Don Pierson, the founder of Flypaper has 20 years experience of building large scale Flash projects for large and midsize companies. He saw the problem. Flash was very cool but could only be used by talented and expensive programmers. It could not be edited or maintained by the customer. It took enormous amounts of time and money to build these projects. It involved much collaboration and many approval cycles. Arguments would arise about who approved what and when. This created many billing and payment issues. While building a project in Flash was the best way to do it in terms of a quality result, it was truly a nightmare getting it done. He reasoned, “There has to be a better way!”
That was the beginning of the DNA that ultimately produced Flypaper. Trying to make it something else, as it was being birthed, was a big mistake. But mistakes are common in startups. The good news is that we recognized it soon enough to allow it to become what it today is. Flypaper – The Leading Flash Content Management Platform.
If you look at our brand new, built from the ground up website at www.flypaper.com you will finally see what Flypaper really is. It ain’t for consumers playing around with Adobe’s Flash. It is only for serious producers and consumers of Flash projects. It solves the problems that Don saw years ago. You can now really build Flash projects in a third to half the time. You can collaborate online with all the people involved in the project in really productive ways. You can actually solve virtually all the problems with approvals and billing that inevitably arise. And, on yeah, you can also save a ton of money. Many of the companies we are working with estimate Flypaper will allow them to save millions of dollars a year.
And with Flypaper you get a lot more than you got with the Flash projects you built the old way. Each project you build inherently is tracked in a Dashboard. You know what the viewer has looked at. How long they spent on what pages. If they emailed it to anyone else, you know it and you know what those people did with it. You can edit and maintain your own projects without being dependent on Flash programmers who don’t really like to do the mundane maintenance anyway. Marketing can produce Flash projects that salespeople can easily personalize specifically to the prospect they are trying to sell. And marketing gets to control what elements sales can personalize. Salespeople use the Dashboard to see exactly what a prospect is doing with the marketing materials they sent. The stories (projects) also provide a way for the prospect (or learners in an eLearning application) to communicate with the sales person either by email or even live chat (coming soon).

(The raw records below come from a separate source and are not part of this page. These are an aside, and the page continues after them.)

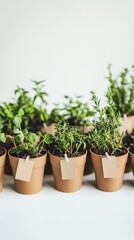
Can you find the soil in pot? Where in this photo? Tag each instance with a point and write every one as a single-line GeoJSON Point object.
{"type": "Point", "coordinates": [109, 184]}
{"type": "Point", "coordinates": [2, 164]}
{"type": "Point", "coordinates": [68, 185]}
{"type": "Point", "coordinates": [36, 181]}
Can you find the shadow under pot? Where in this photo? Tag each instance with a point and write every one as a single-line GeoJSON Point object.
{"type": "Point", "coordinates": [2, 164]}
{"type": "Point", "coordinates": [74, 184]}
{"type": "Point", "coordinates": [131, 154]}
{"type": "Point", "coordinates": [36, 181]}
{"type": "Point", "coordinates": [109, 184]}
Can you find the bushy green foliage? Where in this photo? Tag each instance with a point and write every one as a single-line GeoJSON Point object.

Flypaper unlocks the power of Flash for everyone in the corporation. It releases Flash from the domain of experts and niches, and unleashes its power for the whole company to sell more and train more effectively. Content creators both inside and outside the company can now work together in ways they could not do before. To our knowledge, there is nothing like Flypaper. I could not be more excited about the potential of Flypaper. I like its DNA!!